To be clear: I do want to forgive my ex, for me and for him. Everything I have read agrees it’s ultimately the healthiest option for me. And I don’t want to end up like many divorced women I know, still bitter and angry at their exes years later. Spiritually speaking, that would make me like the guy in Luke who was forgiven a debt of a million dollars and went out and shook down the guy who owed him ten bucks—not a good look. Even worse, deeply disrespectful of Christ’s sacrifice. Am I really going to look Him in the eye and tell Him thanks but no thanks; I can earn my own salvation by virtue of being a better person than my ex? And am I really? The Bible says no, and I believe it. Ultimately, I want everyone I know (including my ex) to come to experience God’s amazing love the way I do, and I don’t want my resentment and bitterness to get in the way. So, while I don’t get what forgiveness is right now, much less feel it, I do want to get it someday, for both our sakes.

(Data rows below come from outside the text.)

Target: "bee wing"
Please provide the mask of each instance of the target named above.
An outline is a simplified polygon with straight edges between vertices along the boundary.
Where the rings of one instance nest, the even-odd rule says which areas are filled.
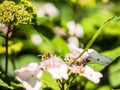
[[[97,64],[101,64],[101,65],[108,65],[112,59],[104,56],[104,55],[100,55],[97,51],[95,50],[88,50],[88,54],[89,54],[89,58],[93,63],[97,63]]]

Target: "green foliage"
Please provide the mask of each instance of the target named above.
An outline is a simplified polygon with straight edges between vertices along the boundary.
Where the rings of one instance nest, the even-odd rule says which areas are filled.
[[[60,90],[56,80],[52,78],[50,73],[44,72],[40,80],[43,82],[43,89],[51,88],[53,90]]]
[[[109,67],[109,80],[110,84],[116,88],[120,86],[120,57],[118,57]]]
[[[13,1],[4,1],[0,4],[0,22],[9,26],[11,24],[28,24],[31,22],[33,7],[29,1],[21,1],[22,5],[17,5]],[[28,11],[29,10],[29,11]],[[12,27],[11,27],[12,28]]]
[[[16,1],[16,2],[14,2]],[[8,65],[8,76],[10,82],[14,82],[14,69],[20,68],[27,65],[30,62],[40,62],[40,58],[37,55],[43,53],[57,54],[58,56],[65,56],[69,52],[67,46],[67,39],[69,37],[66,24],[70,20],[81,24],[84,30],[84,37],[78,38],[83,47],[91,40],[92,36],[101,27],[101,25],[109,18],[113,17],[118,13],[119,3],[112,0],[1,0],[0,4],[0,23],[5,24],[7,27],[10,25],[10,29],[16,27],[9,41],[9,65]],[[43,2],[42,2],[43,1]],[[47,1],[52,2],[59,11],[57,18],[51,18],[50,16],[36,17],[36,11],[32,3],[37,2],[40,4],[39,7]],[[102,2],[101,2],[102,1]],[[106,3],[104,1],[110,1]],[[119,0],[117,0],[119,2]],[[36,20],[34,22],[34,20]],[[32,23],[32,24],[31,24]],[[26,25],[19,25],[26,24]],[[29,25],[31,24],[31,25]],[[33,25],[34,24],[34,25]],[[54,27],[60,27],[64,29],[66,36],[58,36],[54,32]],[[94,63],[89,63],[94,70],[102,71],[102,73],[109,73],[102,84],[93,84],[92,82],[86,81],[81,78],[77,78],[73,86],[75,89],[77,85],[82,85],[84,90],[111,90],[119,88],[120,86],[120,23],[119,20],[116,22],[106,25],[100,36],[97,37],[91,48],[97,49],[101,54],[110,57],[113,62],[108,66],[102,66]],[[59,30],[60,31],[60,30]],[[1,27],[0,27],[1,33]],[[35,45],[31,36],[38,34],[42,38],[42,42]],[[37,39],[37,38],[36,38]],[[5,71],[5,40],[0,37],[0,71]],[[109,69],[108,71],[106,69]],[[106,70],[106,71],[104,71]],[[1,78],[1,76],[0,76]],[[3,77],[2,77],[3,78]],[[53,89],[60,90],[57,82],[52,76],[46,72],[43,73],[43,90]],[[49,82],[51,81],[51,82]],[[86,83],[84,83],[86,82]],[[81,84],[82,83],[82,84]],[[79,86],[78,85],[78,86]],[[0,86],[13,89],[11,86],[22,87],[16,83],[11,86],[4,83],[4,80],[0,79]],[[71,90],[75,90],[71,89]]]
[[[53,43],[54,49],[56,50],[56,53],[59,53],[65,56],[69,52],[69,48],[67,44],[61,37],[59,36],[54,37],[52,43]]]
[[[0,79],[0,86],[3,86],[8,89],[13,89],[11,86],[8,86],[3,80]]]

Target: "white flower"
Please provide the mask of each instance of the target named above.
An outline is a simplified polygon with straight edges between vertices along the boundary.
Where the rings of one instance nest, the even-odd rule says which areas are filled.
[[[48,15],[52,18],[57,17],[59,15],[58,9],[55,7],[52,3],[43,3],[41,6],[37,9],[37,16],[43,17],[45,15]]]
[[[37,63],[30,63],[20,70],[15,70],[15,75],[23,83],[26,90],[39,90],[42,85],[39,80],[42,76],[42,71],[38,69]]]
[[[54,79],[61,79],[61,78],[64,78],[65,80],[68,79],[66,65],[60,65],[59,67],[49,68],[48,72],[50,72],[52,74]]]
[[[82,76],[86,77],[87,79],[89,79],[94,83],[99,83],[100,78],[103,77],[103,75],[100,72],[94,71],[92,68],[90,68],[87,65],[85,66],[85,70],[82,73]]]
[[[31,36],[31,41],[35,44],[35,45],[39,45],[43,42],[42,38],[40,37],[40,35],[38,34],[33,34]]]
[[[74,21],[69,21],[67,23],[67,28],[70,35],[75,35],[76,37],[82,38],[84,35],[83,28],[80,24],[76,24]]]
[[[68,79],[68,66],[58,57],[50,56],[40,63],[40,68],[43,71],[51,73],[54,79]]]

But what about me, then? What about my betrayal and devastation? Shouldn’t my ex still have to answer for that? Don’t I deserve justice even if I’m not perfect? Sure. But here’s another thing I’ve figured out: I don’t actually know what justice looks like in this situation. Based on my track record to date, I’m pretty confident that if God gave me a magic wand and said, “Go ahead, do to your ex whatever you think is just,” it would be a disaster, and I would be more miserable afterward, not less. It would be like letting a three-year-old drive a car: sure, he might be able to get the thing rolling, but he would inevitably crash it into something and hurt himself and other people because he doesn’t have the whole picture of what a car is or does. Justice works the same way. Say I wave that magic wand and make my ex’s affair partner cheat on him and leave him, and make him bald and bankrupt and impotent, and make him lose the two flying-monkey friends he has left, and injure his back so he can’t do all his precious Extreme Sports that were so VERY much more important to him than his marriage…. (Wait: that all sounds awesome…where’s my wand?) MY POINT IS—would any of that make him sorry? No, because he’s a narcissist. And so at exactly no point during his own personal Ten Plagues of Egypt would he suddenly be like, Wow, I see now that I have all of this coming for what I did to my wife. I feel terrible. I must immediately throw myself at her feet and apologize and dedicate the rest of my life to making it up to her, even though I know I never can. Instead, he’d be just like Pharaoh, cursing God and the Israelites as he cradled the corpse of his firstborn son and his country burned down to the sand around him.

No, Biblical Revenge isn’t going to get me what I want. If what I ultimately want is for my ex to feel sorry for what he did, then the Bible is pretty clear on what might get him to that point: “It is God’s kindness that leads to repentance.” In other words, the same thing that got me into the Kingdom: grace, not justice. (Got it. Excellent point, Lord. Can I still see the magic justice wand for a second? I just want to hold it; I promise I won’t wave it at anything. No? Fine….)

So, to sum up, here’s what I know about forgiveness to date. My ability to forgive my ex (or not) is ultimately not going to come from focusing on him and what he did to me but on Jesus and what He did for me. It’s always Opposite Day in the Kingdom: I want to worry less? I need to pray more. I want to love and care for others? I need to focus on self-care and self-love. I want to forgive my ex? I need to stop looking at him and start looking at Jesus. It’s like the “wind and the waves” story in Matthew: the more Peter looked at the thing he was afraid of, the more he sank into it; but when he looked at Jesus, he got mastery over his situation.

To the degree that I sink into God’s forgiveness for me, let it buoy and comfort and strengthen me, to that degree will I have a chance of forgiving my ex–whatever that ends up looking like.